Secondary water pore formation for proton transport in a ClC exchanger revealed by an atomistic molecular-dynamics simulation

Abstract

Several prokaryotic ClC proteins have been demonstrated to function as exchangers that transport both chloride ions and protons simultaneously in opposite directions. However, the path of the proton through the ClC exchanger, and how the protein brings about the coupled movement of both ions are still unknown. In this work, we use an atomistic molecular dynamics (MD) simulation to demonstrate that a previously unknown secondary water pore is formed inside an Escherichia coli ClC exchanger. The secondary water pore is bifurcated from the chloride ion pathway at E148. From the systematic simulations, we determined that the glutamate residue exposed to the intracellular solution, E203, plays an important role as a trigger for the formation of the secondary water pore, and that the highly conserved tyrosine residue Y445 functions as a barrier that separates the proton from the chloride ion pathways. Based on our simulation results, we conclude that protons in the ClC exchanger are conducted via a water network through the secondary water pore, and we propose a new mechanism for the coupled transport of chloride ions and protons. It has been reported that several members of ClC proteins are not just channels that simply transport chloride ions across lipid bilayers; rather, they are exchangers that transport both the chloride ion and proton in opposite directions. However, the ion transit pathways and the mechanism of the coupled movement of these two ions have not yet been unveiled. In this article, we report a new finding (to our knowledge) of a water pore inside a prokaryotic ClC protein as revealed by computer simulation. This water pore is bifurcated from the putative chloride ion, and water molecules inside the new pore connect two glutamate residues that are known to be key residues for proton transport.
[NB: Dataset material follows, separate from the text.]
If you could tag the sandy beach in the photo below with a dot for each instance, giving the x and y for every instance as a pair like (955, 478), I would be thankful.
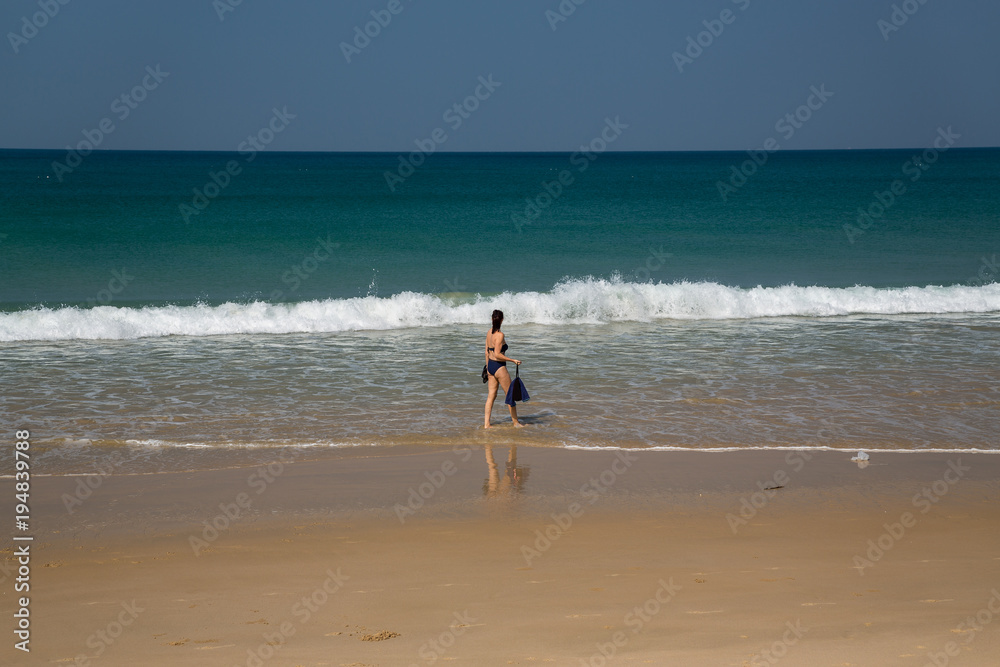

On the basis of our simulation results, we conclude that the water wire that is formed inside the newly found pore acts as a proton pathway, which enables us to resolve many problems that could not be addressed by previous experimental studies.

Figure 1

Structural representations of the E. coli ClC exchanger. Equilibrated structures of the ClC exchanger with the primary pore (A) and the secondary pore (B) are shown, and two structures are shown overlapped in C to compare the structural differences between A and B. Two chloride ions are represented as green spheres in A, and the pores predicted by the HOLE program are shown with a yellow transparent color in A and B. The structures in A and B are colored red and blue, respectively, in C. The D-, F-, and N-helices are shown by cartoon representation, and key residues are shown in stick representation. All of the snapshot figures in this work were created with PyMOL (http://www.pymol.org).

Figure 2

Distance and energy between E203(Q203) and R28 during the 14 ns simulation. Red, green, and blue lines represent the distance and energy between R28 and its pair (deprotonated E203, protonated E203, and Q203), respectively.

Figure 3

Structural representations of E. coli mutant ClC exchangers. Simulations were performed with mutants E203Q (A) and Y445F (B). The D-, F-, and N-helices are shown by cartoon representation, and key residues are shown in stick representation. Hydrogen bonding between Q203 and R28 is represented by red lines.

Figure 4

Schematic representation of the coupled movement of chloride ions and protons. The D-, F-, and N-helices are represented by gray cylinders. (A) Chloride ions are represented as green spheres, and protons are represented as yellow spheres. Protonation of E148 causes the primary pore to be opened, which results in chloride ion conduction. (B) After the chloride ions pass through the primary pore, the interaction between E203 and the R28 is broken due to the protonation of E203, resulting in the formation of a water network in the secondary pore. (C) The proton belonging to E148 is transferred to a water molecule inside the secondary pore, and subsequently the primary pore is closed by the deprotonation of E148. (D) The proton passes through the secondary pore via the water network.